Jamaal Bowman isn’t claiming victory just yet in his high-profile challenge of Congressman Eliot Engel, a 31-year-incumbent and chair of the House Foreign Affairs Committee, but Bowman has a strong early lead.
He was ahead of Engel by 20 points late Tuesday night, though over half the precincts remained to be counted. In any case, his strong showing in New York’s 16th District is an encouraging sign for progressive Democrats, who helped recruit for and supported Bowman’s campaign in the months leading up to the primary.
“Eliot Engel used to say he was a thorn in the side of Donald Trump, but you know what Donald Trump is more afraid of than anyone, anything else? A black man with power,” Bowman said in his primary night speech.
“If the results continue to bear out, and we get to Congress, it will be our job to hold Donald Trump accountable and to hold every politician accountable that continues to be beholden to corporate interests … and is not fighting for the poor and the working class in our country.”
Bowman campaign officials said they were surprised he’s leading in precincts where Engel was expected to have strong support.
Engel’s campaign said it didn’t expect the race to be decided Tuesday night because there are “way too many absentee votes outstanding.” State law mandates any submitted absentee ballots in New York will begin to be counted eight days after Election Day.

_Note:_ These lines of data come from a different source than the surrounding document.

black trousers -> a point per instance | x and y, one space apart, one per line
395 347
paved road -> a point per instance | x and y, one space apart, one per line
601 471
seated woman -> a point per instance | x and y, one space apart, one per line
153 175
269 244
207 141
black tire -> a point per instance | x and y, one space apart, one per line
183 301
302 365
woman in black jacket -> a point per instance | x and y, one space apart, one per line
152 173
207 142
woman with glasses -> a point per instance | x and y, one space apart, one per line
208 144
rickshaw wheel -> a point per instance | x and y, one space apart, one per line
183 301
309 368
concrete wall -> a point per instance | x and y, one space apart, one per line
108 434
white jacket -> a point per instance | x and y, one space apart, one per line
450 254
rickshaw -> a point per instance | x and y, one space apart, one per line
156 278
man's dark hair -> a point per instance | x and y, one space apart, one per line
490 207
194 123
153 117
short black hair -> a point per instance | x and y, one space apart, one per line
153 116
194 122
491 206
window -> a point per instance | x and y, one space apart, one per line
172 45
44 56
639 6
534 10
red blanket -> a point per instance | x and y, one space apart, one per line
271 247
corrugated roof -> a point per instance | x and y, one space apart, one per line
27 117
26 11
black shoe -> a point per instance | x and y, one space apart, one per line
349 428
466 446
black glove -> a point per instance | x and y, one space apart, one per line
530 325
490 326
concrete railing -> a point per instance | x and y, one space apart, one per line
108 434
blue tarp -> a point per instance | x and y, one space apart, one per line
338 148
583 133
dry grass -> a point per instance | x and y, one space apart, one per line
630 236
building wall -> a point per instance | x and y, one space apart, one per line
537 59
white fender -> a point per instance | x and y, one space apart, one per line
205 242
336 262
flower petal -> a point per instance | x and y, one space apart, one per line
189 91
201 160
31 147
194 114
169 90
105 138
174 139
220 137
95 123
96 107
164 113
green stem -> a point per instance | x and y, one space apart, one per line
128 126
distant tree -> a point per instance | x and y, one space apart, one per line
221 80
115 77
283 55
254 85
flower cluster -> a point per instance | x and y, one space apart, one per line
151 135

Ballots received by June 30 will also be counted, as long as they were postmarked by June 23.
Due to the coronavirus pandemic, absentee ballot applications were sent to every registered voter. That could benefit incumbents with support in wealthier areas like parts of Manhattan, since a significant number of people from those areas left their homes early in the outbreak.
At least 1,857,638 absentee ballots were sent out in the state this year, a vast increase over the approximately 115,000 that were cast in the 2016 presidential primaries. More than 708,000 absentee ballot requests came from New York City, according to the city’s Board of Elections.
Almost 100,000 Democratic absentee ballots were sent out by the Westchester County Board of Elections, with at least 86,836 sent out in the Bronx. The 16th district encompasses parts of Westchester and north Bronx.
Bowman’s campaign mirrors Congresswoman Alexandria Ocasio-Cortez’s 2018 run against Congressman Joe Crowley, a progressive campaign that painted the incumbent as absent and an awkward fit with the New York City district.
“This is that moment for all of us, and the results show that this district is demanding change. This is what this district has been waiting for, this is what this country has been waiting for,” Bowman added.
A former Bronx school principal, Bowman was boosted in the months leading up to the election by a combination of gaffes by Engel and a slate of endorsements from Ocasio-Cortez, and Senators Bernie Sanders and Elizabeth Warren. It didn’t help Engel that in May, an Atlantic reporter caught him in a lie about being in his district for a coronavirus-related event. Weeks later, during a Bronx news conference about recent protests over police brutality Engel was caught on an open microphone asking to be allowed to address the crowd, saying, “If I didn’t have a primary, I wouldn’t care.”
In New York’s 12th District, challenger Suraj Patel is in a close race with Congresswoman Carolyn Maloney, who chairs the House Oversight Committee. She beat Patel by almost 20 points in 2018. But early results show Patel leading in the Queens and Brooklyn parts of the district, and trailing Maloney slightly in Manhattan.
In an election night statement, Patel said, “We are confident in our path to victory after a very strong performance on Election Day, which traditionally favors establishment voters. Over 58% of New Yorkers have rejected the incumbent’s politics of the past. We have a mandate for change, and the final tally will reflect that.”
City Councilman Ritchie Torres is handily winning in an open seat in New York’s 15th District. He’s leading Ruben Diaz Sr., a controversial pastor who has supported Republicans and invited President Trump to his church.
In the 17th District, lawyer Mondaire Jones is leading the race for Congresswoman Nita Lowey’s former seat.
In New York’s 14th District, Ocasio-Cortez cruised by in her primary challenge from former journalist Michelle Caruso-Cabrera, who spent $1 million on her own campaign and was backed by the U.S. Chamber of Commerce.
New York City saw several problems with polling locations on Tuesday, with many voters going on social media criticizing delayed openings and the distribution of incorrect ballot sets. About 30,000 voters also didn’t receive their absentee ballots in time, forcing them to vote in person early or on primary day.
Perry Grossman, a voting rights lawyer for the New York ACLU, said that while the Board of Elections had to deal with an unprecedented number of absentee ballots, Tuesday showed “some major, major faults.”
“This is a massive stress test for elections nationally and probably New York in particular. And there are real faults in the system that we have to address,” he said.